Tenho voltado a ler um pouco de Roland Barthes. Adoro a versatilidade do autor francês, que nem de longe é de fácil compreensão. Acho interessante observar as diferentes facetas dele, que flerta com a teoria literária, a semiologia, a crítica cultural, a filosofia, o estruturalismo, a morte do autor (uma publicação é a soma de todas as publicações que vieram antes, sem ser possível chegar à autoria) e até com as percepções sobre o amor. Ou sobre o prazer do texto, que seduz não pelo que diz, mas como diz — justamente pela fruição.
“Se leio com prazer esta frase, esta história ou esta palavra, é porque foram escritas no prazer. Porém, o contrário não é verdadeiro”, diz uma das sentenças escritas pelo francês, considerado um dos maiores intelectuais contemporâneos. Em outra, ele, que morreu em 1980, aos 64 anos, em um acidente de carro, provoca: "o discurso amoroso é hoje em dia de uma extrema solidão. Vale a dúvida, ao menos".
Já que pensar é um exercício interessante, sigo nessa linha e me dou conta de como existem muitas evidências que passam despercebidas no dia a dia, prontas para serem reveladas. Ou, ao menos, consideradas. Há bem pouco tempo, ouvi alguém versando sobre sofrimento versus alegria. O interlocutor dizia que a pessoa não precisa esperar estar curada para se dar permissão a ser feliz, que a lógica consiste justamente no contrário: quando ela começa autorizar-se a ser feliz, apesar de tudo o que viveu, significa que está cicatrizando.
Ouso dizer mais: não precisamos entender sobre signos, símbolos e elementos linguísticos para perceber o óbvio. Mas a teoria nem sempre reflete a prática. Vejam um exemplo banal: se eu pedir para pegar uma laranja qualquer, cortá-la ao meio e espremê-la com a maior força possível o que vai sair? Suco de laranja, obviamente. E por quê? Porque é o que está dentro e, mais cedo ou mais tarde, vai vazar.

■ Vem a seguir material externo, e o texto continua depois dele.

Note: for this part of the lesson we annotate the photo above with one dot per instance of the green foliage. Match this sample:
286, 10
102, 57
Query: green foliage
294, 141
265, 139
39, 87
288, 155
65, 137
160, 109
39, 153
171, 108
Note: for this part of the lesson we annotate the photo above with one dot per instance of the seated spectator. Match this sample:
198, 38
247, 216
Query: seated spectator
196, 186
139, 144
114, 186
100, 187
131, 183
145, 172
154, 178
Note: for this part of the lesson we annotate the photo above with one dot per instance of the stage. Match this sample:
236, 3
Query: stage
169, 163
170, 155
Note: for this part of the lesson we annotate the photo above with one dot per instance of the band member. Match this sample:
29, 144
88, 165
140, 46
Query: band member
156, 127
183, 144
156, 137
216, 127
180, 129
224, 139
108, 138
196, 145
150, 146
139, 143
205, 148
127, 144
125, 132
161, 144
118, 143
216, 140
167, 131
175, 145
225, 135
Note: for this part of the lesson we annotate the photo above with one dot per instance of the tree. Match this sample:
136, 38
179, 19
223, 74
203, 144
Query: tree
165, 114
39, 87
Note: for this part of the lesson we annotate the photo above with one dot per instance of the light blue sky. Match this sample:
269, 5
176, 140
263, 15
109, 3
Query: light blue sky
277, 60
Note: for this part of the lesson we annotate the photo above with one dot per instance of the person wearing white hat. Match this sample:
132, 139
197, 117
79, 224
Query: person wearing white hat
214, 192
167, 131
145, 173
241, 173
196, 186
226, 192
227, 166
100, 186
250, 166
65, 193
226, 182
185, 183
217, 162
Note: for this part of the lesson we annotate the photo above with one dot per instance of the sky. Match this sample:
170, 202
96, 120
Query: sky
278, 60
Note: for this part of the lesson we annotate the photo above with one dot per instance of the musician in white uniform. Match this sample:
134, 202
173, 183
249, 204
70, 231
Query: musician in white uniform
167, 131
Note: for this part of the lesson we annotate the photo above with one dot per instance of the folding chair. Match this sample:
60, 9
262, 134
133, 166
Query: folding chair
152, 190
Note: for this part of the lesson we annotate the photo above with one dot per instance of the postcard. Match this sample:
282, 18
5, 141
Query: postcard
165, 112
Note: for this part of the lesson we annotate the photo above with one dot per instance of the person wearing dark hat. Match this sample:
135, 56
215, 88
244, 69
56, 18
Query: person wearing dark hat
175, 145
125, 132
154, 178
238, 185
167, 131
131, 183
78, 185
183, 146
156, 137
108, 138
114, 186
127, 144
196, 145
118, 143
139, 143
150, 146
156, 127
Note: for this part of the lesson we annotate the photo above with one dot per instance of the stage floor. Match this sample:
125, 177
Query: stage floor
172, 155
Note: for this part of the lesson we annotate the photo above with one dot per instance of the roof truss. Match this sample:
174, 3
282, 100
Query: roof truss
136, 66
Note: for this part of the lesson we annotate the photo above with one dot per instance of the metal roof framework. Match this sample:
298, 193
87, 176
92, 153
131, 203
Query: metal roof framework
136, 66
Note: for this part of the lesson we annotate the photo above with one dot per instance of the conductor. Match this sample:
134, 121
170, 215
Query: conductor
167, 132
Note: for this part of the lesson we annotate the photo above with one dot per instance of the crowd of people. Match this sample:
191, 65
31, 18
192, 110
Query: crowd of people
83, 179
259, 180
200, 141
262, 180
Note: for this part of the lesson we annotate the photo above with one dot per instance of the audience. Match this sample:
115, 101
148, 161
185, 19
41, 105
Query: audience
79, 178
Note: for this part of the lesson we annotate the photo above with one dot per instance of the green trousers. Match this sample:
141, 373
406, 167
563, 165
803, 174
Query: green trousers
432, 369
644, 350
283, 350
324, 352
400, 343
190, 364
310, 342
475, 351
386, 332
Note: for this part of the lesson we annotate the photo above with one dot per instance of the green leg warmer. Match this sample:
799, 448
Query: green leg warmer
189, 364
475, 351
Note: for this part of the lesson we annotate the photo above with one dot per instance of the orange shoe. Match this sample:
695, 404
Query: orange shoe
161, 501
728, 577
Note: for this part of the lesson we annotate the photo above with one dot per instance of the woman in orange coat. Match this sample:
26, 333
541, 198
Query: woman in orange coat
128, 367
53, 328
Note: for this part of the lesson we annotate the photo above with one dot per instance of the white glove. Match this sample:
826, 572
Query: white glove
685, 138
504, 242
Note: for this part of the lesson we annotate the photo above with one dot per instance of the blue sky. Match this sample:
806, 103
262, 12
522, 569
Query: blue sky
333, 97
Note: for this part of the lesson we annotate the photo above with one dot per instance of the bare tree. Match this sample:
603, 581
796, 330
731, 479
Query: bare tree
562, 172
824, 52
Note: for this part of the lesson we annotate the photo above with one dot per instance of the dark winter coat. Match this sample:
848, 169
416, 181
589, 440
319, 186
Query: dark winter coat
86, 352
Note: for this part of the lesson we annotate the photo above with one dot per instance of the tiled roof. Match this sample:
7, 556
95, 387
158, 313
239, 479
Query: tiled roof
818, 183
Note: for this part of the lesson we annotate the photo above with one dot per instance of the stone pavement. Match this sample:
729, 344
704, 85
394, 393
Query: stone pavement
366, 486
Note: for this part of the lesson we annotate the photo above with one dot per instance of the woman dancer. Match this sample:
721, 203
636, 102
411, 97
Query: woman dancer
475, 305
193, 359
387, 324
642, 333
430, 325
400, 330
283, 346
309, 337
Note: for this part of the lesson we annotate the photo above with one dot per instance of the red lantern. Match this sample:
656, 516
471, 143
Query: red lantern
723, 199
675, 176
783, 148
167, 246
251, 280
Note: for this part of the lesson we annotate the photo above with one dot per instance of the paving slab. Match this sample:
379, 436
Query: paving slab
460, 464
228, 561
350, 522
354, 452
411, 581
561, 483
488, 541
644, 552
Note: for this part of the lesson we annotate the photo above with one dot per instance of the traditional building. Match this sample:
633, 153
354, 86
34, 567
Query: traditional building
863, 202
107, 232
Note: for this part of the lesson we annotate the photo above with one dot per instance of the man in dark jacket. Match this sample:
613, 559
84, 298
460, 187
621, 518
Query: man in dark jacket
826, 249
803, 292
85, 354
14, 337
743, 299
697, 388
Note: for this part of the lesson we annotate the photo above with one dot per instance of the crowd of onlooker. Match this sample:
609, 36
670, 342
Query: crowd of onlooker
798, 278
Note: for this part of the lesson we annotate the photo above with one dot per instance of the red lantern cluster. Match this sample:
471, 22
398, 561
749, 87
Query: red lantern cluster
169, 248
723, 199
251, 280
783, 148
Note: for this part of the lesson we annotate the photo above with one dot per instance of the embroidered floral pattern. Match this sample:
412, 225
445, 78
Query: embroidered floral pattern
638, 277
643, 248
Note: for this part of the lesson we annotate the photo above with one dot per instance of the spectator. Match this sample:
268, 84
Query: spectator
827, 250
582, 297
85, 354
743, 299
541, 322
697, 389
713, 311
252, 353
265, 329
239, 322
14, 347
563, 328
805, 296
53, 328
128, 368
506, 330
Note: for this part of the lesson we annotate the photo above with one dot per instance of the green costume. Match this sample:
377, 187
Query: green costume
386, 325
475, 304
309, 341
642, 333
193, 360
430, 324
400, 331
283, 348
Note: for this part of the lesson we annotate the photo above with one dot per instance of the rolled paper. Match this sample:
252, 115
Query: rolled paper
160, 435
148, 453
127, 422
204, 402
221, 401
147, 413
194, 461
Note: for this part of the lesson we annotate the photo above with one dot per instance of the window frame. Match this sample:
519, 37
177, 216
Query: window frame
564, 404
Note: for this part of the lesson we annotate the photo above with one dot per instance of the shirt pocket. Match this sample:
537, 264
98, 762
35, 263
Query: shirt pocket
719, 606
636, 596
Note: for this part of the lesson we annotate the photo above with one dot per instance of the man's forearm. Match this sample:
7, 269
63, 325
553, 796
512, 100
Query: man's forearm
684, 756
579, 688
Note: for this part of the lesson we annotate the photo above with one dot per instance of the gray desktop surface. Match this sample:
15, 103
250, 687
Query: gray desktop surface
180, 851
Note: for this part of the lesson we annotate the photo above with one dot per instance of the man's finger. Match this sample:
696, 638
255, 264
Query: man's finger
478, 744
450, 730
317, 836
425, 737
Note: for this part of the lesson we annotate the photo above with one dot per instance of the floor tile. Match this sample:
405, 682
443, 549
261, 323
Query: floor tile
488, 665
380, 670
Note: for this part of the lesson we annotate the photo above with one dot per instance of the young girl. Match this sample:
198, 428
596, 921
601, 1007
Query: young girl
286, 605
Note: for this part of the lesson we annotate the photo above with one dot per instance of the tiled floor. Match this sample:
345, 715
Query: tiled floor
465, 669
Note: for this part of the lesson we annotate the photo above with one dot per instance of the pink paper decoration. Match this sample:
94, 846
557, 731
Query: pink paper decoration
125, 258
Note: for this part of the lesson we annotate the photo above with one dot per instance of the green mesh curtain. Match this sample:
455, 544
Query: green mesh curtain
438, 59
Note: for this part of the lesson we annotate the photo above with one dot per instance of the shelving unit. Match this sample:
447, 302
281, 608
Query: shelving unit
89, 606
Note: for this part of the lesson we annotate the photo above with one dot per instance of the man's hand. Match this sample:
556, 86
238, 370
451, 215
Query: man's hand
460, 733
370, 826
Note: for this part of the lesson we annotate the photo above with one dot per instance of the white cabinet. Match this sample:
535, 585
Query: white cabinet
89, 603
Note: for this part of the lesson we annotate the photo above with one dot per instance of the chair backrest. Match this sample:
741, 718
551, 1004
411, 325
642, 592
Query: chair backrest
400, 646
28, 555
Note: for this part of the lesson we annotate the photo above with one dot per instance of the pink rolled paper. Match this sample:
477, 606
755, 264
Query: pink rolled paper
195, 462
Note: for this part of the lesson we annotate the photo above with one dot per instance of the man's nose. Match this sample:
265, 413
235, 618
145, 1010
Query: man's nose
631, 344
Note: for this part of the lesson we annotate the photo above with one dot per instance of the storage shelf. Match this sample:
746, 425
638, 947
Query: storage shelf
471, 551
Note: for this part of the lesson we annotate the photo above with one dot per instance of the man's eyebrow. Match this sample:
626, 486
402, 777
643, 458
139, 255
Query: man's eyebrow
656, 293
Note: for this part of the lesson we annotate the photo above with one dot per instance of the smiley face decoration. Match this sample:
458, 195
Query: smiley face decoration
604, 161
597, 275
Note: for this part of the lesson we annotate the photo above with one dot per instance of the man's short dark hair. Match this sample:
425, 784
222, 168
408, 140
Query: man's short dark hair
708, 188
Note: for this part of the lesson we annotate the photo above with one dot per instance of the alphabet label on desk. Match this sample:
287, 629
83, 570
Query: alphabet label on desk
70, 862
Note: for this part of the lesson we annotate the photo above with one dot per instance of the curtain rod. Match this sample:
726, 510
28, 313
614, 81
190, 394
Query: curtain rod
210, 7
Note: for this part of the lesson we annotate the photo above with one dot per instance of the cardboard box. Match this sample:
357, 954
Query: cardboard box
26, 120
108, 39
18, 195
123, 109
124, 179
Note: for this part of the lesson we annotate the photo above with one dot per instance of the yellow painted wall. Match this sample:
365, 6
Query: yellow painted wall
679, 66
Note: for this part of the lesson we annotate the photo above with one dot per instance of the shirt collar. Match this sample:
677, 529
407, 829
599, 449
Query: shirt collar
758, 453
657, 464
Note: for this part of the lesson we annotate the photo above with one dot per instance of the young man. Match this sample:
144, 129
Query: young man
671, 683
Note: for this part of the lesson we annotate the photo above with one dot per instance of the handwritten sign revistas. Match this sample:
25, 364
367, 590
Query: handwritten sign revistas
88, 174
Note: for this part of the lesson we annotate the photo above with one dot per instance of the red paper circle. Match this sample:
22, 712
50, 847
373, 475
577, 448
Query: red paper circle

Se deslocarmos o exemplo ao cotidiano, talvez tenhamos que nos deparar com o inequívoco. Quantas vezes alguém nos magoa, nos enfurece, nos entristece, nos deixa ansiosos e pensamos estar magoados, brabos, tristes e ansiosos porque o outro nos fez sentir assim, quando, na verdade, ele só possibilitou que, espremidos, sentimentos que já estavam dentro transbordassem.
Voltando a Barthes — e sempre cheia de dúvidas —, lembro que até o amor é problematizado. Para ele, o que a pessoa ama de fato não é o objeto do amor, mas o próprio discurso do amor. Ou seja, como nas vezes que conseguimos olhar para dentro, os vestígios de bem e mal estão em nós mesmos.